# iStick Pico New Colours



## skola (9/6/16)

I know that these will be stocked locally... I just NEED to know when

Reactions: Like 2 | Winner 1


----------



## Sir Vape (9/6/16)

Some have shipped 

We just got in the Bushido Edition Pico which is pretty cool.
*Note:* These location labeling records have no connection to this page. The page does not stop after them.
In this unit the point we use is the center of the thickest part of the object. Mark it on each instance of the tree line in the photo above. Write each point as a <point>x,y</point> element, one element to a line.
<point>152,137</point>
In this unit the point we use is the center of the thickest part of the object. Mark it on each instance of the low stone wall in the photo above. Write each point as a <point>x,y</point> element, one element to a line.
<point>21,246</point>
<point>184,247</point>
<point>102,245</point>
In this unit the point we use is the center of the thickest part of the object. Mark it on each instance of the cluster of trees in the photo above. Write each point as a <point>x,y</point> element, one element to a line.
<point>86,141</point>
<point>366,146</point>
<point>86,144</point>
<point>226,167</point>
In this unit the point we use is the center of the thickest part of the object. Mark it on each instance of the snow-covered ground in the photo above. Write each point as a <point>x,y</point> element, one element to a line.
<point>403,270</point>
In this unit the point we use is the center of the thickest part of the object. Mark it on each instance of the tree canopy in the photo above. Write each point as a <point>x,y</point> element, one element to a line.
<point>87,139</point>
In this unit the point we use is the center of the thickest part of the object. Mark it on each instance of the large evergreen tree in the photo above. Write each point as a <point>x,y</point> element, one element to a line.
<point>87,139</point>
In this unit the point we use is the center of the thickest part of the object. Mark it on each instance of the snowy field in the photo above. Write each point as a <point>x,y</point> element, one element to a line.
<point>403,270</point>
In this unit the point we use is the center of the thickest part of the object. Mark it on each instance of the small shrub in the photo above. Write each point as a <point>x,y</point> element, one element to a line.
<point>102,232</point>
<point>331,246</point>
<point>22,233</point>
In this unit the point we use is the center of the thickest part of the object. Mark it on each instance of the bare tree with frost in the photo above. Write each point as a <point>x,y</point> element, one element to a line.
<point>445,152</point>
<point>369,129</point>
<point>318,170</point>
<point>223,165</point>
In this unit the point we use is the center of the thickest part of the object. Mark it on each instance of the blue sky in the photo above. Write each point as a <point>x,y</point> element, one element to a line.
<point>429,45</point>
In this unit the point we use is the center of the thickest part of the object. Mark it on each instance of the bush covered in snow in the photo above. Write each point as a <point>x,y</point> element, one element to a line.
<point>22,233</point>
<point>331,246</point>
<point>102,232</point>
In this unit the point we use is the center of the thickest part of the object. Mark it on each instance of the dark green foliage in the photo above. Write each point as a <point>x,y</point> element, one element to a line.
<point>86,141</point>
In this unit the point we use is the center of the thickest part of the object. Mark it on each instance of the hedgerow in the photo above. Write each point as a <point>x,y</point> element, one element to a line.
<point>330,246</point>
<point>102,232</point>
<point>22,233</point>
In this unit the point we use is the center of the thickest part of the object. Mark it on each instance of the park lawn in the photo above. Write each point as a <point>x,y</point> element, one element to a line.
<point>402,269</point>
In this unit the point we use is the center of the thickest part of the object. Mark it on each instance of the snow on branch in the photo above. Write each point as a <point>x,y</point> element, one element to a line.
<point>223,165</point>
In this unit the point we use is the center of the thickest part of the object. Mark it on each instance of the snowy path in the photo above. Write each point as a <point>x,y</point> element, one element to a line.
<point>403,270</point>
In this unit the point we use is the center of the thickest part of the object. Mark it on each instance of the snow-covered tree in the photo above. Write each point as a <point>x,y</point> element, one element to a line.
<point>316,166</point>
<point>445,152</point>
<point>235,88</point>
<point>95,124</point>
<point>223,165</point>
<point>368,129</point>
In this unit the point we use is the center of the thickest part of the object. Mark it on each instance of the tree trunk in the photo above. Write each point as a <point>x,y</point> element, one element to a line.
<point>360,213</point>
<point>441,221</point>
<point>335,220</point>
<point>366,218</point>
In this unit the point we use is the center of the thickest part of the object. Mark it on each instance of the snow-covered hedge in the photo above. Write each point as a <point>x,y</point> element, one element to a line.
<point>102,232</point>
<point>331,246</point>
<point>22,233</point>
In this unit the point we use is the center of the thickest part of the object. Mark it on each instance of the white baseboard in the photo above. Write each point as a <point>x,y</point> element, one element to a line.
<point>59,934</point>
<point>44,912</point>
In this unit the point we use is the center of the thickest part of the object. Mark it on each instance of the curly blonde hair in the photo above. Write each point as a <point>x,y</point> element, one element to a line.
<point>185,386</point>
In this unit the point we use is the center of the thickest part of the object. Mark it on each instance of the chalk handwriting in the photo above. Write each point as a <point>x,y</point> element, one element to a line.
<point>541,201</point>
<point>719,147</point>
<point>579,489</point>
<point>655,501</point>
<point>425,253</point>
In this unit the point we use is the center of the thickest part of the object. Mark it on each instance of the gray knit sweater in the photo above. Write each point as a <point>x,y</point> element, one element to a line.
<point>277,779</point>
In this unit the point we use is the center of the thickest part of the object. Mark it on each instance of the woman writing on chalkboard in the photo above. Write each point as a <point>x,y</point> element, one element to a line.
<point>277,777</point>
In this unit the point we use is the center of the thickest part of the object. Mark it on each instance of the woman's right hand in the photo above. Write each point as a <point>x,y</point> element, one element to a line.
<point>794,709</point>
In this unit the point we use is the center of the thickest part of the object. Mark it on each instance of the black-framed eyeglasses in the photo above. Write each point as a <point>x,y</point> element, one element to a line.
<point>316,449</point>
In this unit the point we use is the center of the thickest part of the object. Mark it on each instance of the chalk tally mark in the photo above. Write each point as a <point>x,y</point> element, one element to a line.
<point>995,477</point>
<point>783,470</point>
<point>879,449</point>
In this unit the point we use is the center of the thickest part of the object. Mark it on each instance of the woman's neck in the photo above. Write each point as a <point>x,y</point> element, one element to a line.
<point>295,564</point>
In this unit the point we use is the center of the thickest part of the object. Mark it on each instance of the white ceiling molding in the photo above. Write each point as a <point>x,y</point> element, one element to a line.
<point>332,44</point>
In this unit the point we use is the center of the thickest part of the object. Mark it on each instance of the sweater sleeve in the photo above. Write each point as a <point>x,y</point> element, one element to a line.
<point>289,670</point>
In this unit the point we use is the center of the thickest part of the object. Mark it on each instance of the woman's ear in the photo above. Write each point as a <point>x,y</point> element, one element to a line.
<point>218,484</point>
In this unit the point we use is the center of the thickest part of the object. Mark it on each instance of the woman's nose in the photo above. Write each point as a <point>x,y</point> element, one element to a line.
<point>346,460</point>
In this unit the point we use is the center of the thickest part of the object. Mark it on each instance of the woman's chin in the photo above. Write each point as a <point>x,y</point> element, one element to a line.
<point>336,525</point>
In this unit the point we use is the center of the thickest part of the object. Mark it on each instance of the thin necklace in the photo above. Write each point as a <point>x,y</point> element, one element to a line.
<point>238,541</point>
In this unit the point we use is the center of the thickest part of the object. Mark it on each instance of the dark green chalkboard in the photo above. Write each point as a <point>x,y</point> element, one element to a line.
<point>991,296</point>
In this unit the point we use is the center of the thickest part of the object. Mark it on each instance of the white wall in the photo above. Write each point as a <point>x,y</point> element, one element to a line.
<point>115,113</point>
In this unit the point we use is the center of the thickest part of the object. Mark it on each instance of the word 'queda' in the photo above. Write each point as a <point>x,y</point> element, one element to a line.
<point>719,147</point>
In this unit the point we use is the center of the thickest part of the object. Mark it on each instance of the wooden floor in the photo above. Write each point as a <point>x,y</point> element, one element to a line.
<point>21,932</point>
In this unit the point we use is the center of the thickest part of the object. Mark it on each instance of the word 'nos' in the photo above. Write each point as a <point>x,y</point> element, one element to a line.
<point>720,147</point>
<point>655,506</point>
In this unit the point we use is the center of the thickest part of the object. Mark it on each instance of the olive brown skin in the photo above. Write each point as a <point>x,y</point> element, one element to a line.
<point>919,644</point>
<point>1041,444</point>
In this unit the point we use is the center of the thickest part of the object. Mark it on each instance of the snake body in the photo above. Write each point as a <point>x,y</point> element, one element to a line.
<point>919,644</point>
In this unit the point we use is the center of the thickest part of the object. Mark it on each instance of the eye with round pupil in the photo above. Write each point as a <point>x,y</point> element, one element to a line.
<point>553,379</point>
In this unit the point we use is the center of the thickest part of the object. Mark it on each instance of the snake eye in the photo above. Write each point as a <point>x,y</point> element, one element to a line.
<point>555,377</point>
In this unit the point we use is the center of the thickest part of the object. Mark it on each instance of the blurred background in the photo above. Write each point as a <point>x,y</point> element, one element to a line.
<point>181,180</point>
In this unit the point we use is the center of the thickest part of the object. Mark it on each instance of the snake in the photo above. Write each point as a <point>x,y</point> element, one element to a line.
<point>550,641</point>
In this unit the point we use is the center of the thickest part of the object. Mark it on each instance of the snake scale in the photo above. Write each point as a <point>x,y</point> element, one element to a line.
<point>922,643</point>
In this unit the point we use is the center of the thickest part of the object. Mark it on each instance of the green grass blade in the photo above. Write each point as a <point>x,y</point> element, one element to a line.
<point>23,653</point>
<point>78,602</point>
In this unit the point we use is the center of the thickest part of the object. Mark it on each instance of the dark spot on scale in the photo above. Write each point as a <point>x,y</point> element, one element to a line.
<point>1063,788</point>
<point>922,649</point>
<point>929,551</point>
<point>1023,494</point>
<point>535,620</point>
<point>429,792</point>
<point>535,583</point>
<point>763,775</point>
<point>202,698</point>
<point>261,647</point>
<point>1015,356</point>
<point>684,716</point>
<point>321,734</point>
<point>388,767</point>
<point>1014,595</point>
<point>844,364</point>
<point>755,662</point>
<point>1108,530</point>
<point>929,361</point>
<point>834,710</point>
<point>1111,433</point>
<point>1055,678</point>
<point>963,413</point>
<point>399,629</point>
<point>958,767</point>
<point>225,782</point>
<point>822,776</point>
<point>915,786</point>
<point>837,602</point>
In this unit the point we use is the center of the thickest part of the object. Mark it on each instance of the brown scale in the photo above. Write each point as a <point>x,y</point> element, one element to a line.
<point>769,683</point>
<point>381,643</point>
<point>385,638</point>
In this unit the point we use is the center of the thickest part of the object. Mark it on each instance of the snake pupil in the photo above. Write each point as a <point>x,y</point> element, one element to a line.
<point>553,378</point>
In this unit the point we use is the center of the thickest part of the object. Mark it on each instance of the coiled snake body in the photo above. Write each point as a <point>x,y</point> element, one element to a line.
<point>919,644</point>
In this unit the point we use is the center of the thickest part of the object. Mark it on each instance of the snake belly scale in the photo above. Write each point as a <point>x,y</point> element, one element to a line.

Reactions: Like 1 | Thanks 1


----------



## skola (9/6/16)

Thanks @Sir Vape, I see there's a US Army Special Ed as well.


----------



## Sir Vape (9/6/16)

Yeah saw that but the Bushido caught my eye though. Not over the top but nice little added detail


----------



## Vaperite South Africa (9/6/16)

Ours are also enroute. Should arrive early next week

Reactions: Like 1


----------



## Pixstar (9/6/16)

skola said:


> I know that these will be stocked locally... I just NEED to know when



In stock:
http://www.vapecartel.co.za/collect...ducts/pico-75w-tc-limited-edition-starter-kit

Reactions: Thanks 1


----------



## Byakko (10/6/16)

Ughhhhh should have waited.If I had know about the bushido I would have bought it over my black one

Sent from my LG-D855 using Tapatalk


----------



## Vape0206 (10/6/16)

Byakko said:


> Ughhhhh should have waited.If I had know about the bushido I would have bought it over my black one
> 
> Sent from my LG-D855 using Tapatalk


Me too.. I bought my pico like two weeks ago.. Shouldve waited abit

Sent from my ALCATEL ONE TOUCH 6032 using Tapatalk


----------



## M_Thre3 (12/6/16)

Over R900 is too much. One site has it for R790. Not lookin to pay extra for a 'limited" edition. With some graphics on the side and on the top of the battery thing. That doesn't constitute an extra R200. IMO. Lol. B4 ppl start ripping me a new 1. Haha

Sent from my SM-N910F using Tapatalk

Reactions: Like 1


----------



## kyle_redbull (12/6/16)

I really like the brushed steel look

Sent from my SM-G935F using Tapatalk


----------



## Vape0206 (12/6/16)

I want the full black

Sent from my ALCATEL ONE TOUCH 6032 using Tapatalk


----------



## M_Thre3 (12/6/16)

kyle_redbull said:


> I really like the brushed steel look
> 
> Sent from my SM-G935F using Tapatalk


I do like the brushed steel one aswell  

Sent from my SM-N910F using Tapatalk


----------